Derrière un vin, il y a une femme. La preuve par Mylène Bru
Derrière une bouteille de vin, il y a une histoire et de plus en plus souvent une femme. Vigneronnes, tombées dans la cuve petite ou en amour plus tard, elles ont une multitude de profils passionnants. Qu’est-ce qui les motive ? Au fil de l’été, nous partons à la découverte de sept d’entre elles.
Elle a un rire qui éclate soudain, comme l’eau vive qui dévale de la montagne. Mylène est une » nature « . Vous savez, ces personnages un peu plus grands que la vie qui vous emmènent immédiatement dans leur sillage ? L’entendre causer, c’est être propulsé dans sa garrigue : devant nous ondulent les genêts, les chênes kermès, le romarin, les cistes et l’on entend le vent qui bruisse. Mylène Bru est une jeune vigneronne, installée ici depuis dix ans, à peine.
Avant ? Une autre vie où elle avait peut-être perdu l’ivresse de la liberté. Alors, en 2008, elle vire de bord de façon radicale, achète un lopin de terre et décide de s’installer seule : » J’ai sauté dans le vide, je voulais couper complètement. J’en ai eu des sueurs froides : devenir vigneronne, c’était un challenge et puis j’ai démarré sur quatre hectares, sans eau, sans électricité. Je me suis laissée guider par ce pays sauvage. » Même pas besoin d’en appeler à Sainte Rita, Mylène a su tracer sa voie et faire ce qui lui plaisait.
Ce qui lui parlait, au fond des tripes : revenir à sa garrigue si chère où, petite, elle passait des heures à se balader, végétation griffant les jambes et les bois où elle construisait des cabanes. Les vins se sont construits avec elle : s’ils disent le lieu d’où ils viennent, chantent les odeurs, le pollen, le souffle d’air du printemps, ils ressemblent énormément à leur conceptrice. » Faire du vin est une ascèse « , dit-elle. On élève des enfants comme on élève du vin, on en prend soin. Sur la langue perle la douce saveur des souvenirs : cette goutte de jurançon dans la limonade, dès ses 5 ans puis, plus tard, le vin de ses grands-parents.
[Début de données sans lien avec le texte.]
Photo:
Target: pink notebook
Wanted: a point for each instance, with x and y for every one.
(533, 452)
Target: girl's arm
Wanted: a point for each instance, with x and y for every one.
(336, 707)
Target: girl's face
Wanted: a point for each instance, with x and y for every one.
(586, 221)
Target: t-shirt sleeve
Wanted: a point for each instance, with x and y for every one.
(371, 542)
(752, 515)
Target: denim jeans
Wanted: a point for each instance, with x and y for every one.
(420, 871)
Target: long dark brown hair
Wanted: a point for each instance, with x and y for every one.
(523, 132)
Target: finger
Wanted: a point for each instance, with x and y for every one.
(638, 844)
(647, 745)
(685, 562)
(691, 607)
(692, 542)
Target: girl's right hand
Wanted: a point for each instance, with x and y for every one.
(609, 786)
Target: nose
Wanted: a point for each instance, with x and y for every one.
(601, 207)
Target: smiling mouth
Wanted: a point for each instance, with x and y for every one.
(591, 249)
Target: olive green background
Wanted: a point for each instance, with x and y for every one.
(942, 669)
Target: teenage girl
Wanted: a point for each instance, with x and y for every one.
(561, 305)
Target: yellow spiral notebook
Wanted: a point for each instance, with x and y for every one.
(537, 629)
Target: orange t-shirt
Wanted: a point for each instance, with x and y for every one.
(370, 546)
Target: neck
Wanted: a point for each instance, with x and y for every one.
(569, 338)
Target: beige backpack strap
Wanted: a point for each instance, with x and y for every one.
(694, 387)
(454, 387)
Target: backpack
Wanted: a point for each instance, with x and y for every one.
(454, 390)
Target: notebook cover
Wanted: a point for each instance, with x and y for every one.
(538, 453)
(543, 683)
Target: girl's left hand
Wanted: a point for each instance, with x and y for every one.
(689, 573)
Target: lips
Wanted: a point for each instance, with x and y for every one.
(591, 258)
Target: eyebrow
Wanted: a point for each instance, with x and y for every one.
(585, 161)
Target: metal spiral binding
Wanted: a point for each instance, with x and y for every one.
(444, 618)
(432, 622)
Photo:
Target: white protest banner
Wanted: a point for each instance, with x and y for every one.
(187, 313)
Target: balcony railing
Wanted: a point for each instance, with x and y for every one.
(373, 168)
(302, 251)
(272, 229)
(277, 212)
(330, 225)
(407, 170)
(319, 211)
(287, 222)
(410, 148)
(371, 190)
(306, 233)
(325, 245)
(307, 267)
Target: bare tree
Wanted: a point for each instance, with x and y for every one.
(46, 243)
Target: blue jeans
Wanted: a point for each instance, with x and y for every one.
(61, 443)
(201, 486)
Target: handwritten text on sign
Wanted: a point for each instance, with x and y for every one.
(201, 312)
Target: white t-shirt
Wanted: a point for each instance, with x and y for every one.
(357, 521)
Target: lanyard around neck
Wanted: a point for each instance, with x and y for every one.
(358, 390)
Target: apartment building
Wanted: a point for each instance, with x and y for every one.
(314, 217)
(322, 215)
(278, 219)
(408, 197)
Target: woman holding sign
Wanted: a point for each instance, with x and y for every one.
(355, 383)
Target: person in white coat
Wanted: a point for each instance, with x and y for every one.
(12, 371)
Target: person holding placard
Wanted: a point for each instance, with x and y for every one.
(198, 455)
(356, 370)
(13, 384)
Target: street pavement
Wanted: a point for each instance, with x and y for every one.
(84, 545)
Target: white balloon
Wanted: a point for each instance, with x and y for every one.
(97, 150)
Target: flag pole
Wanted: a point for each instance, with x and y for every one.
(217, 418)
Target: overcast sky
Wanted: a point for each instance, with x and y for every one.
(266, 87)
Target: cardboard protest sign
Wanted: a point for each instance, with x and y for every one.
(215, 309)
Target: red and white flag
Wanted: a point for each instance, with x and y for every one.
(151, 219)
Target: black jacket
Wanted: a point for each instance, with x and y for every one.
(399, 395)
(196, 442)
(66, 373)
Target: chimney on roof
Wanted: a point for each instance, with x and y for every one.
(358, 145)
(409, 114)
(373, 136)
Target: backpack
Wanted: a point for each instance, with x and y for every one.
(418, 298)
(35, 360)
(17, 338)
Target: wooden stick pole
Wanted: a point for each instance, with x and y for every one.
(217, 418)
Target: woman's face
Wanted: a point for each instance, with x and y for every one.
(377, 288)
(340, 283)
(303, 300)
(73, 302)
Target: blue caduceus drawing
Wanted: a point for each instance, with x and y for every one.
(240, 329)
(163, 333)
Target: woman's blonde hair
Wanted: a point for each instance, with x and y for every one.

Noir d’encre, très puissant, en macération carbonique, pas dégazé, il s’accordait avec la cuisine riche des mémés chéries, cassoulets et daubes. Ses vins à elle n’ont pas pris ces accents-là, question de style, de génération aussi. On se régale de son rare rosé de Pioch : des notes presque entêtantes d’aubépine, un peu de rose ancienne, surannée. Puis la bouche vive, volubile, où le fruit se fait éclatant, où la fraîcheur ravit avant de s’épanouir en un baiser de cinéma langoureux. Clap de fin, coucher de soleil sur le Far West : son western a une fin heureuse.
En septante-cinq centilitres, Mylène parvient à installer un décor, recréer des sensations et narrer une histoire. Pour cette fan de cinoche, c’est plutôt bien joué. Et tout cela, sans se la raconter : même si son vin est apprécié partout – y compris par une icône féminine du cinéma français mais chut, nous ne révélerons rien – Lady Chasselas conserve l’élégance des plus grandes : la simplicité. C’est probablement pour cela qu’elle fait tourner les Moulins de mon coeur.
Rosé du Pioch 2017, Domaine Mylène Bru Le Fon de Lacan, Saint Pargoire.